Columbia Select Large Cap  vs.  Poplar Forest Partners

 Performance 
       Timeline  
Columbia Select Large 

Risk-Adjusted Performance

0 of 100

 
Weak
 
Strong
Very Weak
Over the last 90 days Columbia Select Large Cap has generated negative risk-adjusted returns adding no value to fund investors. In spite of fairly strong basic indicators, Columbia Select is not utilizing all of its potentials. The current stock price disturbance, may contribute to short-term losses for the investors.
Poplar Forest Partners 

Risk-Adjusted Performance

0 of 100

 
Weak
 
Strong
Very Weak
Over the last 90 days Poplar Forest Partners has generated negative risk-adjusted returns adding no value to fund investors. In spite of latest weak performance, the Fund's basic indicators remain strong and the current disturbance on Wall Street may also be a sign of long term gains for the fund investors.

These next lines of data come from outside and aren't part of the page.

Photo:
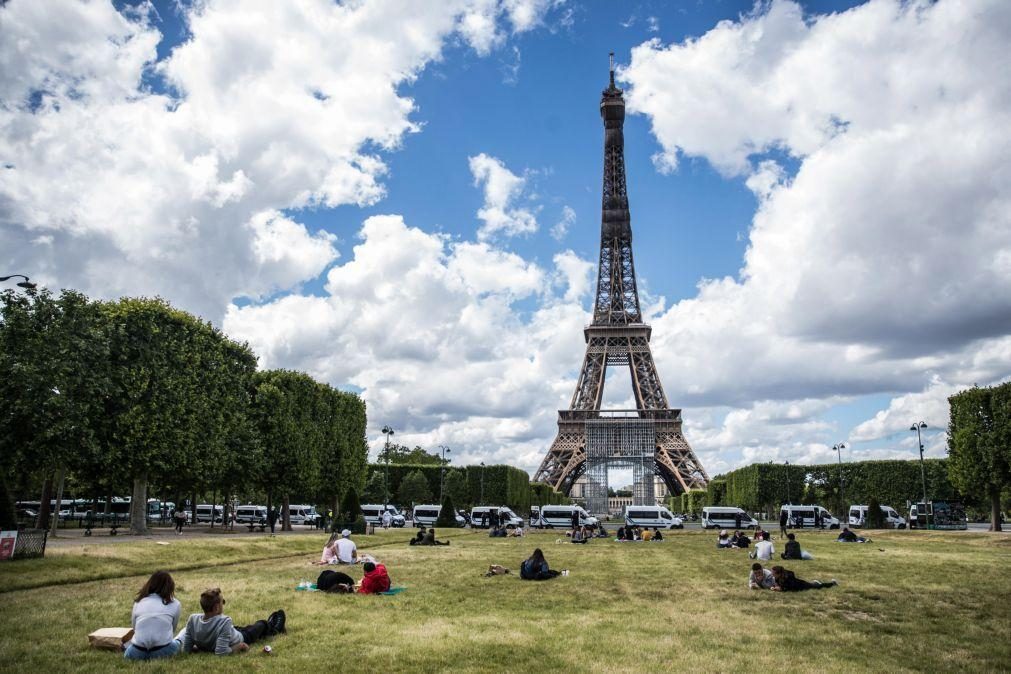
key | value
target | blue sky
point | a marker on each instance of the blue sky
(371, 194)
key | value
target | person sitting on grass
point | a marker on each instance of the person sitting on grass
(375, 580)
(786, 581)
(212, 632)
(763, 550)
(845, 536)
(430, 540)
(760, 579)
(155, 618)
(336, 582)
(794, 551)
(536, 568)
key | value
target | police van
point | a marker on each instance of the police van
(373, 514)
(480, 516)
(426, 515)
(560, 516)
(799, 516)
(716, 516)
(652, 516)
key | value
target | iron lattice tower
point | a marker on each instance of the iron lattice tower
(649, 438)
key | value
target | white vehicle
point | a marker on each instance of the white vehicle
(373, 514)
(203, 511)
(426, 515)
(805, 515)
(858, 516)
(251, 513)
(482, 513)
(560, 516)
(302, 514)
(651, 515)
(715, 516)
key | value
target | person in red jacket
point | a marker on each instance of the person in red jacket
(375, 579)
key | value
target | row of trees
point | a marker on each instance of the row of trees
(120, 396)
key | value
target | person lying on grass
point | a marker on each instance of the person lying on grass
(536, 568)
(155, 618)
(375, 580)
(212, 632)
(786, 581)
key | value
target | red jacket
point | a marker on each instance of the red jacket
(375, 581)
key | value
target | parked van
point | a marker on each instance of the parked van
(426, 515)
(560, 516)
(651, 515)
(483, 513)
(373, 514)
(203, 512)
(715, 516)
(805, 515)
(302, 514)
(858, 516)
(251, 513)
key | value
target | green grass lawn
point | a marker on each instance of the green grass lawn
(930, 601)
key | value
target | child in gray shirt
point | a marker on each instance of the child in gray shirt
(212, 631)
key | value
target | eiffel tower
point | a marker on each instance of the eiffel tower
(648, 439)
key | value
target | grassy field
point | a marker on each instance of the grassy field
(910, 601)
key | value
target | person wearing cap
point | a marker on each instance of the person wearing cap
(347, 551)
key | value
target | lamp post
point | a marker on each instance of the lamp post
(26, 283)
(442, 477)
(923, 474)
(842, 484)
(387, 430)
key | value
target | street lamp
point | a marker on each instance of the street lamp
(387, 430)
(442, 477)
(842, 484)
(923, 474)
(26, 283)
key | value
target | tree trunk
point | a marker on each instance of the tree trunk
(995, 509)
(60, 482)
(139, 505)
(43, 504)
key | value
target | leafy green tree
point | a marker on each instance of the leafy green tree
(980, 445)
(414, 489)
(399, 454)
(447, 514)
(457, 488)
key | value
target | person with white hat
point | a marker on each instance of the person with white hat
(347, 551)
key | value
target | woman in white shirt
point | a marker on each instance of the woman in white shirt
(155, 618)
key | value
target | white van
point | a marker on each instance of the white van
(651, 515)
(804, 515)
(302, 514)
(251, 513)
(560, 516)
(858, 516)
(716, 516)
(426, 515)
(203, 512)
(373, 514)
(506, 516)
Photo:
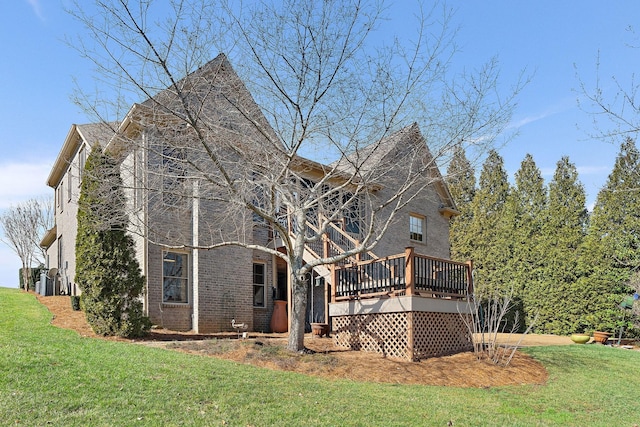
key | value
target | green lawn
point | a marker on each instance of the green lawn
(50, 376)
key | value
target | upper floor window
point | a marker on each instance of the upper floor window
(417, 228)
(175, 277)
(259, 291)
(82, 161)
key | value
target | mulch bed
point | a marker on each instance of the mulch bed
(325, 359)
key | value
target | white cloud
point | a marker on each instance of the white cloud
(37, 9)
(23, 181)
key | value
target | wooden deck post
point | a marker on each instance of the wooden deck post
(334, 285)
(325, 245)
(411, 354)
(469, 277)
(409, 252)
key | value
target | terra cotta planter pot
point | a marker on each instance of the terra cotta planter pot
(580, 338)
(601, 337)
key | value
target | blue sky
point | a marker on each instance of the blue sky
(547, 38)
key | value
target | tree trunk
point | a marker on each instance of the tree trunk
(298, 312)
(25, 277)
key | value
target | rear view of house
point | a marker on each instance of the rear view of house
(199, 243)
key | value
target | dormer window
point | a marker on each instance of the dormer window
(417, 228)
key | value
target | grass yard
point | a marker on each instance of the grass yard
(52, 376)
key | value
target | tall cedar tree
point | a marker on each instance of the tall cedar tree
(490, 243)
(106, 269)
(612, 245)
(461, 181)
(558, 301)
(525, 214)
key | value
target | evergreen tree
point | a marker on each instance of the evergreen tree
(489, 241)
(461, 181)
(611, 249)
(562, 234)
(524, 218)
(106, 269)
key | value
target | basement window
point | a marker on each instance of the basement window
(175, 277)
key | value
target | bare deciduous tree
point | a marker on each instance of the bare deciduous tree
(23, 227)
(612, 101)
(323, 86)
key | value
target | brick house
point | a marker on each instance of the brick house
(203, 290)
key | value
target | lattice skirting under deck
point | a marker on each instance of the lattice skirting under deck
(407, 335)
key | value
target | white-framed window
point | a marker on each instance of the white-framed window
(175, 277)
(61, 195)
(69, 190)
(259, 282)
(82, 161)
(417, 228)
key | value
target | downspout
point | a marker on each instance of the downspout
(196, 262)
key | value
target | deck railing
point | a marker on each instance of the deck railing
(404, 274)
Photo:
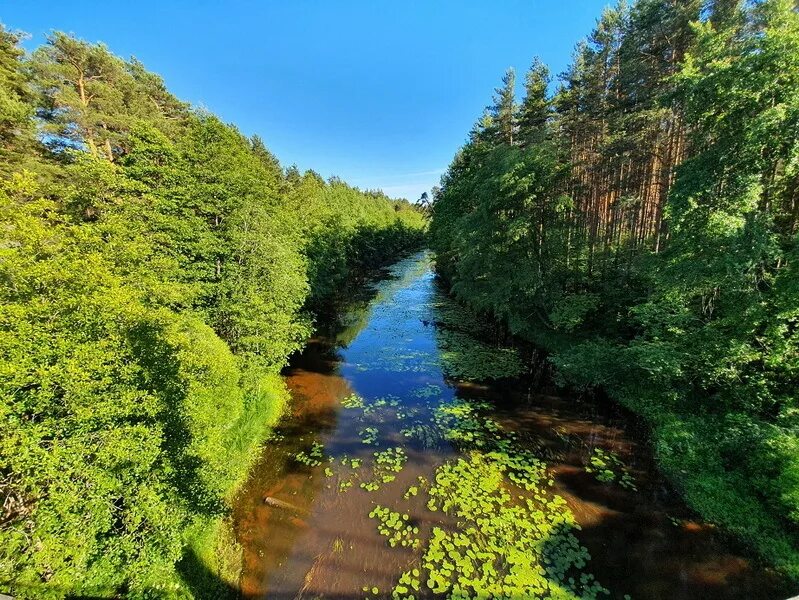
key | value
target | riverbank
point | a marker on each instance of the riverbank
(393, 422)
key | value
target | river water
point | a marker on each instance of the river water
(387, 432)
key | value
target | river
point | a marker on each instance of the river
(389, 477)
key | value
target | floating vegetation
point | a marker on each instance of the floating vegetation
(312, 458)
(406, 587)
(470, 359)
(427, 435)
(414, 489)
(396, 527)
(387, 464)
(427, 391)
(512, 537)
(464, 354)
(607, 467)
(461, 423)
(368, 435)
(352, 401)
(503, 547)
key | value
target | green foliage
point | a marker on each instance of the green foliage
(682, 303)
(156, 270)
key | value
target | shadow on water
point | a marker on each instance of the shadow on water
(316, 541)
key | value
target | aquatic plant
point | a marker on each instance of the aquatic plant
(503, 546)
(352, 401)
(607, 467)
(368, 435)
(313, 457)
(396, 527)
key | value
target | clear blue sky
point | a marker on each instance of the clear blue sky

Columbia Select and Poplar Forest Volatility Contrast

   Predicted Return Density   
       Returns  

Pair Trading with Columbia Select and Poplar Forest

The main advantage of trading using opposite Columbia Select and Poplar Forest positions is that it hedges away some unsystematic risk. Because of two separate transactions, even if Columbia Select position performs unexpectedly, Poplar Forest can make up some of the losses. Pair trading also minimizes risk from directional movements in the market. For example, if an entire industry or sector drops because of unexpected headlines, the short position in Poplar Forest will offset losses from the drop in Poplar Forest's long position.
The idea behind Columbia Select Large Cap and Poplar Forest Partners pairs trading is to make the combined position market-neutral, meaning the overall market's direction will not affect its win or loss (or potential downside or upside). This can be achieved by designing a pairs trade with two highly correlated stocks or equities that operate in a similar space or sector, making it possible to obtain profits through simple and relatively low-risk investment.
Check out your portfolio center.
Note that this page's information should be used as a complementary analysis to find the right mix of equity instruments to add to your existing portfolios or create a brand new portfolio. You can also try the Correlation Analysis module to reduce portfolio risk simply by holding instruments which are not perfectly correlated.